Who's asking: Various clients
One of my clients, in fact, went so far as to say, "William Goldman uses adverbs. Are you saying he shouldn't?"
My answer to that was that William Goldman can do whatever he wants. He's William Goldman, and he rules.
The rest of us, however, should avoid adverbs when writing fiction. It's part of my larger rule, which most writing instructors call, "Show, don't tell." I find that advice useless, though what I say is probably just as vague: "Trust your reader."
Adverbs are bad because they do the readers' work for them, or compensate for lazy writing. Don't tell me that your character said something "teasingly;" I ought to be able to infer that teasing from the content of the dialogue. If I can't, the dialogue's not right. If someone's shrugging, you don't need to say that she shrugged helplessly or tiredly or carelessly or defensively; we should already know that from the action that preceded the shrug.
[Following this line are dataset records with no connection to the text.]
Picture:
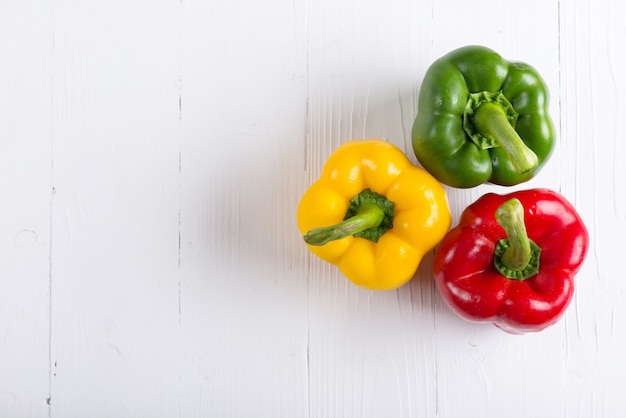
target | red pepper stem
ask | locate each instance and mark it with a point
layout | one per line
(510, 215)
(368, 216)
(491, 121)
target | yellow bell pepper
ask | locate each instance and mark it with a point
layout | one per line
(373, 214)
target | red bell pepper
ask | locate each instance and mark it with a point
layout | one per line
(512, 259)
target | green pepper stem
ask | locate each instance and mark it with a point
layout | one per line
(368, 216)
(491, 121)
(516, 256)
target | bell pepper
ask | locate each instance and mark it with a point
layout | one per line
(482, 119)
(373, 214)
(512, 259)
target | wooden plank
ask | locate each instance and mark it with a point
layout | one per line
(25, 187)
(115, 212)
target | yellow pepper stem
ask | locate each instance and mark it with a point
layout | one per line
(369, 216)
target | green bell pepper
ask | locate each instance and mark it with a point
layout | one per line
(482, 119)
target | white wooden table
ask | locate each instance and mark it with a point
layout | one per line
(152, 157)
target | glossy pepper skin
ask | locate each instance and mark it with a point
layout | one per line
(469, 270)
(397, 210)
(482, 119)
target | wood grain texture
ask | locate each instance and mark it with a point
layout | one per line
(153, 156)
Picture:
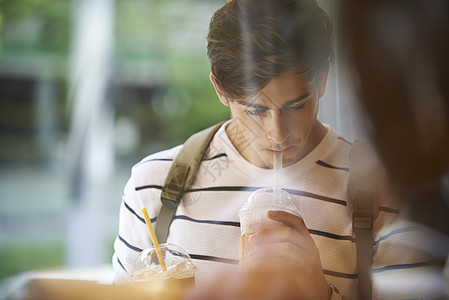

Likewise, modifying your adjectives is seldom a good idea. "Very," "extremely," "rather" and "quite" are weasel words, qualifiers that belong in political speeches and newspaper columns, not in fiction. Fiction ought to be the one place where characters say and do exactly what you intend them to say or do, without reservation or apology. (Unless that's the character.)
Do not write to me to defend your use of adverbs. Instead, examine your conscience and your prose, go your way and sin no more.